En esta noticia

La Armada española se prepara para renovar una de sus capacidades más sensibles: la inteligencia naval. El Gobierno ha confirmado la puesta en marcha del programa para construir un nuevo buque especializado en obtención y análisis de señales electrónicas, una plataforma clave en el contexto actual de guerra tecnológica y ciberdefensa.

El proyecto, valorado en 242 millones de euros, ha sido encargado a Navantia y permitirá sustituir al veterano A-111 Alerta, en servicio desde la década de 1970. Con esta decisión, el Ministerio de Defensa impulsa la modernización de las capacidades SIGINT (Signals Intelligence) de España dentro del entorno OTAN.

El BAM-IS será la nueva unidad de inteligencia de señales de la Armada y contará con sistemas avanzados de captación y análisis electrónico.Navantia

Qué es el BAM-IS y por qué es estratégico para la Armada

El nuevo buque se denomina BAM-IS (Buque de Acción Marítima de Inteligencia y Señales). Aunque se basa en la plataforma de los actuales Buques de Acción Marítima (BAM), su misión será completamente distinta.

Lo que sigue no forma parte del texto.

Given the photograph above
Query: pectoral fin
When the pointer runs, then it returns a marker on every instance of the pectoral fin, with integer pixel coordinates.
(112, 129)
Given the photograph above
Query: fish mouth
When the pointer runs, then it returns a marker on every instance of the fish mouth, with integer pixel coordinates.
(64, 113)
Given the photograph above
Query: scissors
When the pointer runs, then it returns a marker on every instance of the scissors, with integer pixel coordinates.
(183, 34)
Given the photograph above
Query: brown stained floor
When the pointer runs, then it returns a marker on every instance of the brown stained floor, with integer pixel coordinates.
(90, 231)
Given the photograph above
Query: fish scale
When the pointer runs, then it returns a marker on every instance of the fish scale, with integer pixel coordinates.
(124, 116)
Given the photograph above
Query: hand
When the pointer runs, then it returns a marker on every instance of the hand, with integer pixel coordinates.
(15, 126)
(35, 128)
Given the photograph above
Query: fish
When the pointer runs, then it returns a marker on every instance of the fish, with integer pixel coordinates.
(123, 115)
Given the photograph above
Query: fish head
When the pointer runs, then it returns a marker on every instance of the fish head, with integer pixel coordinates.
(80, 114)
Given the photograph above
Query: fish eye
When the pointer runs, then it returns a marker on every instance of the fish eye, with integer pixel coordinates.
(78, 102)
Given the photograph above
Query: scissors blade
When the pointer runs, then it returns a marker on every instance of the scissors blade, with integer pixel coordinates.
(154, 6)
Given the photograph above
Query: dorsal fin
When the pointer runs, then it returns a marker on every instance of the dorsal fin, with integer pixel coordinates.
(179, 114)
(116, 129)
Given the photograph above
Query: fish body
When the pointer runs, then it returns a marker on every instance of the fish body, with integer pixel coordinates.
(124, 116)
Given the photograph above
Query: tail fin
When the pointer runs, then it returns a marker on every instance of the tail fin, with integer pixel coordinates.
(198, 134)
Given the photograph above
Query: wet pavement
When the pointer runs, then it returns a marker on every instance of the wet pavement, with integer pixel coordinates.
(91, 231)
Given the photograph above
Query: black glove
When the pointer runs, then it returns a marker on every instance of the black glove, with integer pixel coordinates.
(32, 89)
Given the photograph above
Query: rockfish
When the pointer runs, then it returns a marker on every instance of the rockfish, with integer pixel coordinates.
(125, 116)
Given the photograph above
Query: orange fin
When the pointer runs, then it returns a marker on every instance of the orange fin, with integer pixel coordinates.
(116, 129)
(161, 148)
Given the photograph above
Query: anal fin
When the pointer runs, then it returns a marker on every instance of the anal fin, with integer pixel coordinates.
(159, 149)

No estará diseñado para patrulla convencional ni combate directo, sino para la detección, interceptación y análisis de emisiones electromagnéticas.

Este tipo de unidades, conocidas como buques de inteligencia electrónica o SIGINT, permiten captar comunicaciones, señales de radar y otros datos del espectro electromagnético. Esa información se procesa y se convierte en inteligencia operativa útil para la toma de decisiones estratégicas.

El Ministerio de Defensa ha explicado que el objetivo es dotar a la Armada de una plataforma adaptada a los estándares tecnológicos actuales, capaz de integrarse en redes de mando y control conjuntas. En un escenario donde la información es determinante, disponer de capacidades propias de inteligencia electrónica refuerza la autonomía estratégica nacional.

Cómo será el nuevo buque espía español

El BAM-IS tendrá un desplazamiento cercano a las 3.000 toneladas y una eslora aproximada de 94 metros, en línea con la familia BAM ya operativa. La inversión inicial de 14 millones de euros financiará la fase de definición técnica antes de la construcción completa del buque.

Estará equipado con sistemas avanzados de captación y análisis de señales electrónicas y contará con integración en los sistemas de mando de la Armada. Su diseño también contempla la capacidad de operar sistemas no tripulados, lo que ampliará su alcance de observación.

La previsión oficial sitúa su entrada en servicio en el entorno de 2030-2031, dentro del calendario industrial anunciado por Defensa. Este salto tecnológico permitirá sustituir progresivamente los sistemas del A-111 Alerta, cuya arquitectura responde a otra generación tecnológica.

Además, el programa tendrá impacto en la industria nacional. Navantia actuará como integrador principal y se prevé la participación de empresas españolas del sector tecnológico y de defensa, reforzando el ecosistema industrial vinculado a la electrónica militar y los sistemas de comunicaciones avanzadas.

Del Alerta al BAM-IS: una modernización clave en inteligencia naval

El A-111 Alerta, construido en los años setenta, ha sido durante décadas la principal plataforma española de inteligencia electrónica en el ámbito naval. Sin embargo, la evolución de las amenazas y del entorno digital exige capacidades de procesamiento más rápidas y sofisticadas.

El nuevo buque permitirá trabajar con tecnologías digitales de análisis avanzado, integradas en redes de intercambio de información con otras unidades navales y centros de mando conjuntos. Esto mejora la capacidad de reacción ante amenazas emergentes y consolida la presencia española en operaciones aliadas.

El A-111 Alerta será reemplazado por el BAM-IS tras décadas como principal unidad de inteligencia naval española.Antonio Galán Cees

El Gobierno ha subrayado que este proyecto refuerza el papel de España en el ámbito de la inteligencia naval dentro de la OTAN, donde varios países ya operan plataformas similares. La modernización no solo sustituye a un buque veterano, sino que adapta la Armada a un entorno donde el control del espectro electromagnético es tan relevante como la capacidad de fuego.

Con una inversión de 242 millones de euros, el programa BAM-IS representa uno de los movimientos más relevantes en la transformación tecnológica de la Armada en los próximos años. La inteligencia de señales deja de ser un apoyo secundario y pasa a ocupar un lugar central en la arquitectura de defensa marítima española.